Add’n of Sargramostim Improves Survival in Melanoma


The addition of sargramostim to ipilimumab improves survival when compared to ipilimumab alone for patients with metastatic melanoma. These results were recently published in the Journal of the American Medical Association (JAMA).

Melanoma is a type of skin cancer that typically begins in the form of a mole. Metastatic melanoma refers to melanoma that has spread from its site of origin to distant sites in the body. Typically, patients with metastatic melanoma do not have long-term survival. However, certain therapies that stimulate the body’s immune system to help fight the cancer have demonstrated the ability to provide long-term survival in some patients with this disease.

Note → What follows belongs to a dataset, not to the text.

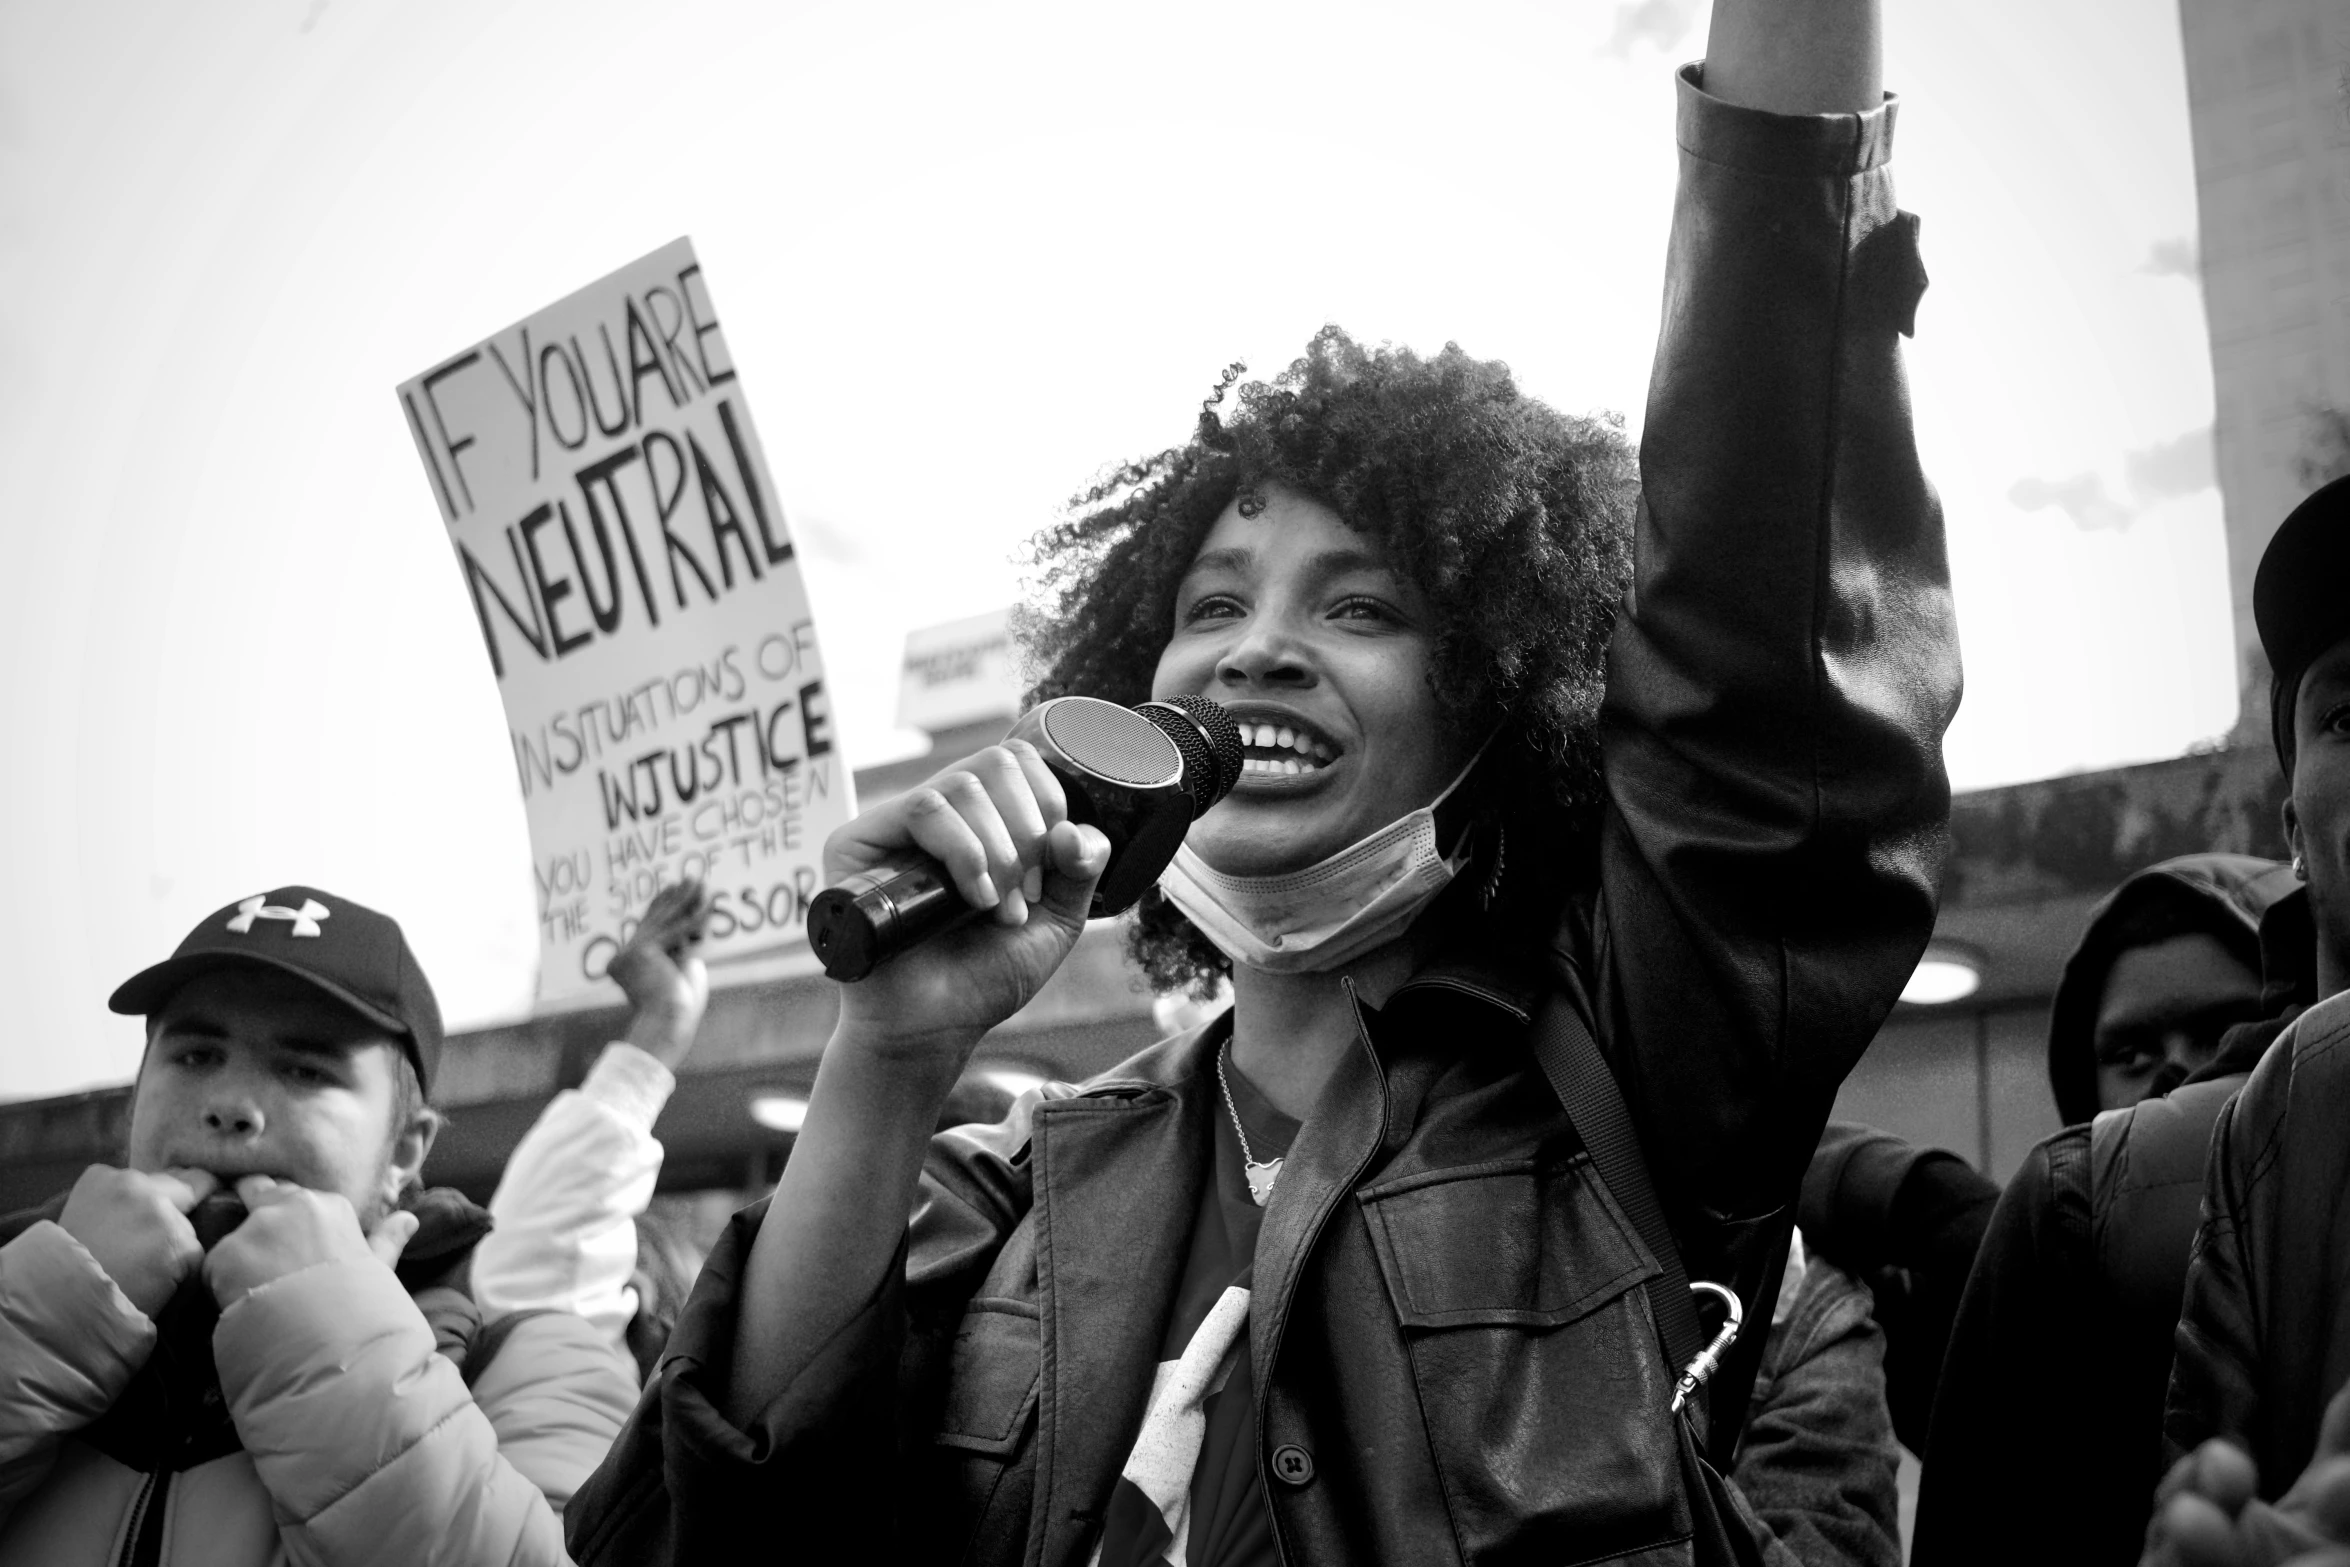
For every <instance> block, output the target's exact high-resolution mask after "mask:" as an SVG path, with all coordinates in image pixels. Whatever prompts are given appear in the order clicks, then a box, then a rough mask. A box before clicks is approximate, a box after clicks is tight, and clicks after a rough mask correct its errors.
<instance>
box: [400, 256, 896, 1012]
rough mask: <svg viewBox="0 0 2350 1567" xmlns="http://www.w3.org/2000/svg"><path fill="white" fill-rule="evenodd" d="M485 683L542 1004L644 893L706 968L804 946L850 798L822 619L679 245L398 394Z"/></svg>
mask: <svg viewBox="0 0 2350 1567" xmlns="http://www.w3.org/2000/svg"><path fill="white" fill-rule="evenodd" d="M400 409H402V416H404V418H407V423H409V432H411V435H414V437H416V451H418V453H421V456H423V463H425V475H428V479H430V484H432V496H435V500H437V503H439V507H442V519H444V522H447V524H449V540H451V543H454V545H456V564H458V573H461V578H463V585H465V594H468V599H470V604H472V611H475V618H477V623H479V627H482V641H484V644H486V648H489V667H491V672H494V674H496V677H498V693H501V698H503V700H505V724H508V740H510V745H512V752H515V773H517V778H519V782H522V801H524V813H526V815H529V825H531V862H533V876H536V883H538V935H541V963H538V996H541V1001H562V998H566V996H580V994H585V991H592V989H597V984H599V980H604V970H606V966H609V963H611V954H613V951H616V949H618V944H620V942H625V940H627V935H630V933H632V930H635V921H637V919H639V916H642V914H644V904H649V902H651V897H653V893H658V890H660V888H663V886H667V883H672V881H679V879H686V876H698V879H703V881H707V883H710V888H712V893H714V897H717V909H714V916H712V923H710V947H707V949H705V951H707V956H710V959H714V961H717V959H729V956H745V954H752V951H768V949H776V947H778V944H787V942H801V944H804V942H806V907H808V900H811V897H813V895H815V890H818V888H820V881H818V874H820V872H818V853H820V848H823V843H825V834H830V832H832V829H834V827H837V825H839V822H844V820H848V815H853V811H855V801H853V794H851V782H848V768H846V764H844V761H841V754H839V749H837V747H834V735H832V702H830V698H827V691H825V665H823V658H820V655H818V641H815V620H813V616H811V613H808V594H806V587H804V585H801V578H799V561H797V559H794V552H792V536H790V531H787V529H785V519H783V507H780V503H778V500H776V489H773V484H771V482H768V475H766V460H764V458H761V453H759V435H757V432H754V430H752V421H750V406H747V404H745V399H743V383H740V378H738V376H736V364H733V355H731V352H729V350H726V334H724V331H721V329H719V317H717V308H714V305H712V298H710V287H707V282H705V280H703V270H700V263H696V258H693V244H691V242H689V240H677V242H672V244H665V247H663V249H658V251H653V254H651V256H644V258H642V261H635V263H630V265H625V268H620V270H618V273H613V275H611V277H604V280H602V282H595V284H590V287H585V289H580V291H578V294H571V296H569V298H564V301H559V303H555V305H548V308H545V310H541V312H538V315H533V317H529V320H526V322H519V324H517V327H510V329H508V331H501V334H494V336H491V338H484V341H482V343H475V345H472V348H468V350H463V352H458V355H451V357H449V359H442V362H439V364H435V366H432V369H428V371H425V374H421V376H416V378H414V381H409V383H407V385H402V388H400Z"/></svg>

Ipilimumab is a type of immune-stimulating agent that has demonstrated a prolongation of survival among patients with metastatic melanoma. Sargramostim is an agent that stimulates the body to produce more immune cells, so researchers have been questioning the efficacy of placing these two agents together to provide treatment for melanoma.

Researchers recently conducted a clinical trial evaluating 245 patients with metastatic melanoma that could not be removed by surgery. One group of patients was treated with ipilimumab only, while the other group was treated with ipilimumab plus sargramostim.

Median overall survival was 17.5 months for patients treated with ipilimumab plus sargraomstim, compared with only 12.7 months for those treated with ipilimumab only.
At 1 year, nearly 69% of patients treated with ipilimumab/sargramostim were alive, compared with only approximately 53% of patients treated with ipilimumab only.
There were no differences in the time to cancer progression between the two groups of patients.
The researchers concluded that the addition of sargramostim to ipilimumab improves survival, but not progression-free survival, compared with ipilimumab only in patients with metastatic melanoma. The authors stated that “these findings require confirmation in larger studies with longer follow-up.”

Reference: Hodi F, Lee S, McDermott D, et al. Ipilimumab plus sargramostim vs ipilimumab alone for treatment of metastatic melanoma. A randomized clinical trial. JAMA. 2014;312 (17):1744-1753.